Temos o maior programa público de imunizações do mundo, o PNI. Qual das vacinas devemos suspender: sarampo, difteria, tétano, covid, poliomielite?
A incorporação ao PNI das vacinas contra o vírus sincicial respiratório que tantas internações e mortes provoca em crianças e adultos, a vacina trivalente contra influenza, contra o vírus Chikungunya e o meningococo tipo B vai nos custar cerca de R$ 3 bilhões.
Podemos economizar esse dinheiro, claro, mas quanto gastaremos com as internações hospitalares para tratamento das complicações pulmonares do sarampo, da gripe, do vírus sincicial e com as afecções reumatológicas provocadas pelo vírus Chikungunya? Quanto sofrerão os que caírem doentes por falta de vacina? Esquecemos das mortes que ocorreram antes da vacinação contra a covid?
Vamos reduzir o número de médicos, enfermeiras e de agentes comunitários que batem de porta em porta para levar cuidados de saúde a cerca de 160 milhões de brasileiros? Reconhecido pela OMS, como um dos maiores programas de saúde pública do mundo, o Estratégia de Saúde da Família nos custa R$ 20,6 bilhões por ano. Economizar essa quantia não será um tiro no pé? Quanto custarão as internações por problemas que poderiam ser resolvidos pela atenção primária, a baixo custo?
Onde mais poderíamos economizar? No programa de distribuição de medicamentos contra o HIV, que revolucionou o combate à epidemia no Brasil? Nas equipes do Resgate, que prestam atendimento às emergências nas cidades brasileiras? Suspender o Programa Brasil Sorridente, que acaba de ser retomado a um custo anual de R$ 10,7 bilhões? Vamos preservar dentes íntegros só na boca dos que têm dinheiro para ir ao dentista? Dar fim ao Farmácia Popular e deixar pessoas com diabetes e pressão alta correr risco de ataque cardíaco, AVC, insuficiência renal e cegueira? Acabar com o Mais Médicos e abandonar à própria sorte milhões de brasileiros dos rincões mais distantes?
Por acaso, os senhores que pretendem cortar recursos do Ministério da Saúde lembram que o SUS é o maior programa de distribuição de renda do país, diante do qual o Bolsa Família não passa de uma pequena ajuda?

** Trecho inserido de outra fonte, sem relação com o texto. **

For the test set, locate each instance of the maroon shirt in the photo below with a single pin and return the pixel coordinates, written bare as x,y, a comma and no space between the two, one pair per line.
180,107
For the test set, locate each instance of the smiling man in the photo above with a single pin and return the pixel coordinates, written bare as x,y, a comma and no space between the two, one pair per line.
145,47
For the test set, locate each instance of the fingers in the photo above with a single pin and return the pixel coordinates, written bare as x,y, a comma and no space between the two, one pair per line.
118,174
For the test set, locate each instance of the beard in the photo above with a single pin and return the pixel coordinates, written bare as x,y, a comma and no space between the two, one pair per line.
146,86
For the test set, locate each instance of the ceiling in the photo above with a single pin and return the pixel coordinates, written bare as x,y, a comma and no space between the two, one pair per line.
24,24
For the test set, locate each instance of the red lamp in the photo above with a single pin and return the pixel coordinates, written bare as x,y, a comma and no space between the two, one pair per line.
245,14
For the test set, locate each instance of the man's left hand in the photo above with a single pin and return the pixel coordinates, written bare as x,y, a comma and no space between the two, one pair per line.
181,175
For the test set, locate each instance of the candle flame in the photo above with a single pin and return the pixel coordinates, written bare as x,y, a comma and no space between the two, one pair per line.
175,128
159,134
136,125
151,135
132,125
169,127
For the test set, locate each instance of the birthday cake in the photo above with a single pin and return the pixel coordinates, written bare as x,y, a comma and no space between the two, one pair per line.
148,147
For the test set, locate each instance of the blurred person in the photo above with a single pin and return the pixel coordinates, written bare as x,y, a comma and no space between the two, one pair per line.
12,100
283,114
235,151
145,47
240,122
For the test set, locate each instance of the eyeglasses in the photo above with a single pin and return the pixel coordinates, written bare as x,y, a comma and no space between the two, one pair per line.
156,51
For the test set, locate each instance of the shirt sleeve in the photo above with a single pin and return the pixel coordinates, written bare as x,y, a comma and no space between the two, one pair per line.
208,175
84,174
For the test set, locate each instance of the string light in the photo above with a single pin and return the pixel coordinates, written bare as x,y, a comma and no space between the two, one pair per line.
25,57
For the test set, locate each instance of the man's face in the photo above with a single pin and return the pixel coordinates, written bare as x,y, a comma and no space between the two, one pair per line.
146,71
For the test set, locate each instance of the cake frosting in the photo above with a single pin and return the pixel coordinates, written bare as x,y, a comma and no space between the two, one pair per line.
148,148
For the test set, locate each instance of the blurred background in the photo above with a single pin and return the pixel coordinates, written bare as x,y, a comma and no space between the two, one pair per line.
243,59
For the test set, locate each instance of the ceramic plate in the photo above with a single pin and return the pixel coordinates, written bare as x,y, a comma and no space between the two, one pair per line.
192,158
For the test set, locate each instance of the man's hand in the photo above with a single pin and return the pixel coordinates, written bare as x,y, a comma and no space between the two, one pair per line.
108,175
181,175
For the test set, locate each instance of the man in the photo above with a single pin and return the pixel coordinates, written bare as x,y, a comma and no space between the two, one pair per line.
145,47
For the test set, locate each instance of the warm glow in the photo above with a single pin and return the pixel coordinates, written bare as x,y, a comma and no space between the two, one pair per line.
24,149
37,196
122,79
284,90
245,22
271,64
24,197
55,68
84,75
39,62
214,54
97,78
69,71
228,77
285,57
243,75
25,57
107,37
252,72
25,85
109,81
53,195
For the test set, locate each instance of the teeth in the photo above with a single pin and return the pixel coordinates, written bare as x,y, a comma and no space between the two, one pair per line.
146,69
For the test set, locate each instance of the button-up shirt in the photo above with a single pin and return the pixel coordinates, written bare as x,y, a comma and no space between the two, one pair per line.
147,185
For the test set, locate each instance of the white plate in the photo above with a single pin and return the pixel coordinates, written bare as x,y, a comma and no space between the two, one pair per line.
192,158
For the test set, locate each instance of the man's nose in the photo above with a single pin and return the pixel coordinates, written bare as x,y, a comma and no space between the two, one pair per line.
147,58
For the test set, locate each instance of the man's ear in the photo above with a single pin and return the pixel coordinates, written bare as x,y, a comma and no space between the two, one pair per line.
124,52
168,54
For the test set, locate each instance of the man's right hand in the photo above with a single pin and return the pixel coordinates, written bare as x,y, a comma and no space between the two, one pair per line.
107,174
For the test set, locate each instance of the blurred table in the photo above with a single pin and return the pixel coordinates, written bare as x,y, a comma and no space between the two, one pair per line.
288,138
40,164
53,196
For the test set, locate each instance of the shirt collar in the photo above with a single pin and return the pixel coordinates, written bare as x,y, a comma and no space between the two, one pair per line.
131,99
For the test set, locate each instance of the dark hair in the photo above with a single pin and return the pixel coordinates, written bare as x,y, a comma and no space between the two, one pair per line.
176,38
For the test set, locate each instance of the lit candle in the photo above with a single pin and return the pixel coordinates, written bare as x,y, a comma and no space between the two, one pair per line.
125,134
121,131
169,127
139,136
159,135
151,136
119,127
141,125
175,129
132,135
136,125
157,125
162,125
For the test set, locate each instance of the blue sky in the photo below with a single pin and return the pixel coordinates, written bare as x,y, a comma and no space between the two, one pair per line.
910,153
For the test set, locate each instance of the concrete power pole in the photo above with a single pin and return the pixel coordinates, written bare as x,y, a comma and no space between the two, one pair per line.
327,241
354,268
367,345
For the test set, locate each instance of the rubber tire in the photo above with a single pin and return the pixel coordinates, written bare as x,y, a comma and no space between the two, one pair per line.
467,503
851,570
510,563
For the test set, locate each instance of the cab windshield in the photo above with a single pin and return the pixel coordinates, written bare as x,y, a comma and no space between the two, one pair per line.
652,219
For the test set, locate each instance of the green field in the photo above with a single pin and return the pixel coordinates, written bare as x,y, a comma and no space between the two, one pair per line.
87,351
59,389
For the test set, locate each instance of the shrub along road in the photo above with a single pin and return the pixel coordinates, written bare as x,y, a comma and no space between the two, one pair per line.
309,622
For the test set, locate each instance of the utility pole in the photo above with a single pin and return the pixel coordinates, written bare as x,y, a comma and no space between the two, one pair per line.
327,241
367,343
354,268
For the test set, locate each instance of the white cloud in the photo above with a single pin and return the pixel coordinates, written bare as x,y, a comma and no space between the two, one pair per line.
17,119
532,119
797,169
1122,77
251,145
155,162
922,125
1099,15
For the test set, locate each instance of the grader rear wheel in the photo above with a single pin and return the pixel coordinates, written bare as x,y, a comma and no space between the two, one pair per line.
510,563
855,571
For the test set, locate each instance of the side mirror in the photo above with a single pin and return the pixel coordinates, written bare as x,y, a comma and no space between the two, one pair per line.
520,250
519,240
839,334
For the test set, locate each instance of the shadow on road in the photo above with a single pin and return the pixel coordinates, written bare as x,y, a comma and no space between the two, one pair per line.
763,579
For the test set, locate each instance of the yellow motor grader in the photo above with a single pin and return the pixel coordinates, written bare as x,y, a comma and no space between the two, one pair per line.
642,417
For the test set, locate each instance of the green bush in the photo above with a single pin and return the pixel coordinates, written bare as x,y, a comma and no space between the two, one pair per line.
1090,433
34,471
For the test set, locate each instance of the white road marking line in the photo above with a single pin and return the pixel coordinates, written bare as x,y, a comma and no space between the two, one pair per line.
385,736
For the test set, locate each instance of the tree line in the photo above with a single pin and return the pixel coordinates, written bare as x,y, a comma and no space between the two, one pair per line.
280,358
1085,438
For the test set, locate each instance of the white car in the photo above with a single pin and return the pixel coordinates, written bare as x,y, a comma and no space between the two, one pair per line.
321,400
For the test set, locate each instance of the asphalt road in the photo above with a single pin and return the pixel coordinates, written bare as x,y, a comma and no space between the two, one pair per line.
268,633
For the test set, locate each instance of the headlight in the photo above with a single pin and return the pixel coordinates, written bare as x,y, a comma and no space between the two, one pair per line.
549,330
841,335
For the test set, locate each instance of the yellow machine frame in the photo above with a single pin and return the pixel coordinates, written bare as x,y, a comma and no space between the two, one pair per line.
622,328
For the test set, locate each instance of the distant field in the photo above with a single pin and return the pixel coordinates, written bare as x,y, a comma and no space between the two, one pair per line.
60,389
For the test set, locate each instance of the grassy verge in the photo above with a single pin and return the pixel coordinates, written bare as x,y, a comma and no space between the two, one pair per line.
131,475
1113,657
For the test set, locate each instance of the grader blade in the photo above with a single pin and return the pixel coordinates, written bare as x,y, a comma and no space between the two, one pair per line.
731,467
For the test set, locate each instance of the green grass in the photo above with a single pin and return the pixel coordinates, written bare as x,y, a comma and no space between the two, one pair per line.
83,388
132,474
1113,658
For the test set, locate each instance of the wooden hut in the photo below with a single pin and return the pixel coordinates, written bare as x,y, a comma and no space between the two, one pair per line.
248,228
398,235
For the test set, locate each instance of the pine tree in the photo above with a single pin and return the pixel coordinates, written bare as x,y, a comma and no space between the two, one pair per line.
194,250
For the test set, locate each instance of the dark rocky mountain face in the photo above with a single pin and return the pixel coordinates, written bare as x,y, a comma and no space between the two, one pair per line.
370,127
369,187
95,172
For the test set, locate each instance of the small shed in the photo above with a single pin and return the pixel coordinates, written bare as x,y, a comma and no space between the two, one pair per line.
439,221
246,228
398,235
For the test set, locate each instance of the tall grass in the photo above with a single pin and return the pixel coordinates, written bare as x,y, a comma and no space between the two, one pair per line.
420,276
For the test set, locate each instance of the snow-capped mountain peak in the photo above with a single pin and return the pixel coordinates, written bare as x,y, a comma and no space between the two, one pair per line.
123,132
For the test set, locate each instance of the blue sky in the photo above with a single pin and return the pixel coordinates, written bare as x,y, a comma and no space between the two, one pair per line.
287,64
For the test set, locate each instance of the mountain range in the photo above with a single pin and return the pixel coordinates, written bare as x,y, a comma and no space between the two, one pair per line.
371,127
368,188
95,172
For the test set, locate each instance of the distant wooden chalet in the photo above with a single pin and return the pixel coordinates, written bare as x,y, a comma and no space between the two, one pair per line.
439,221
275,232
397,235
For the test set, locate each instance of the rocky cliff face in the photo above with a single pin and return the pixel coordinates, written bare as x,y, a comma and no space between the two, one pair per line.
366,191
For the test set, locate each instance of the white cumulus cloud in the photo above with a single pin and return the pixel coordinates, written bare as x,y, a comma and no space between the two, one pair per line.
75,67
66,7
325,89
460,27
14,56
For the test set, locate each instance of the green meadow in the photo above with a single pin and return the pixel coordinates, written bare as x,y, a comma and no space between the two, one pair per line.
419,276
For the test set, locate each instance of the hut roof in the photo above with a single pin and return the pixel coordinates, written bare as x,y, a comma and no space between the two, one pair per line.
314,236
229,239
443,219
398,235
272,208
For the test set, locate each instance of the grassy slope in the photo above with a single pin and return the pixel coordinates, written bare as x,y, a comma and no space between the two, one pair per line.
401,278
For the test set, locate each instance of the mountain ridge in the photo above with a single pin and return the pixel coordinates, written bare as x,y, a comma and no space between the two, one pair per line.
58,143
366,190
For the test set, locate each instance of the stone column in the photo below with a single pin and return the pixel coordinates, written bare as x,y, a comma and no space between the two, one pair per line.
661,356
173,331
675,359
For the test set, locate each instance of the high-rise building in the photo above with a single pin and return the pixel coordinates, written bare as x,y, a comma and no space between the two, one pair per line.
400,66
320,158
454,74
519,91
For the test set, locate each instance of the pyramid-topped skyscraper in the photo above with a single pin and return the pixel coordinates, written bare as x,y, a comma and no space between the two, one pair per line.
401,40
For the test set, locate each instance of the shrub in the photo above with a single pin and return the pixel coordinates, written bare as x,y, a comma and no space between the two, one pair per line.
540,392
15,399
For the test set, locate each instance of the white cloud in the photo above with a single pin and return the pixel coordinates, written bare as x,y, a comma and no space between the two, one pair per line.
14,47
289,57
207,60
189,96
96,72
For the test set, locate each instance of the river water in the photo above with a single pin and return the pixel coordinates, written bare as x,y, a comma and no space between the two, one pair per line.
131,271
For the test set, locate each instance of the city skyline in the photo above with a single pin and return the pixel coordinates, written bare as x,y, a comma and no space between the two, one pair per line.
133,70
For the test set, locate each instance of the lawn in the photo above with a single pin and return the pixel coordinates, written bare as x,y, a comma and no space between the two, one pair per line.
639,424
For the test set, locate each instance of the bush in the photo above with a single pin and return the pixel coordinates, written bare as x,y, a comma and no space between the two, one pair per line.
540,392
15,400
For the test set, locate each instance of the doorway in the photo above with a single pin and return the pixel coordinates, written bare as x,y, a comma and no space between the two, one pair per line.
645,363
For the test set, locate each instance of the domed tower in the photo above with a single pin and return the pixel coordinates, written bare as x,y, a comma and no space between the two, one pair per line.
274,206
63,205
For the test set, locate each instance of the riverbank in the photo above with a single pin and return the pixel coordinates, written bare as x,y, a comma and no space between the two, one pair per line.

Diminuir os recursos do sistema único significa aumentar a concentração de renda que envergonha todos nós. Como disse Eugenio Vilaça Mendes, um dos sanitaristas que mais conhece o SUS: "A sociedade ainda não fez a opção definitiva sobre o nosso modelo de assistência à saúde. Dessa opção depende estabelecer o quanto estamos dispostos a pagar por ele".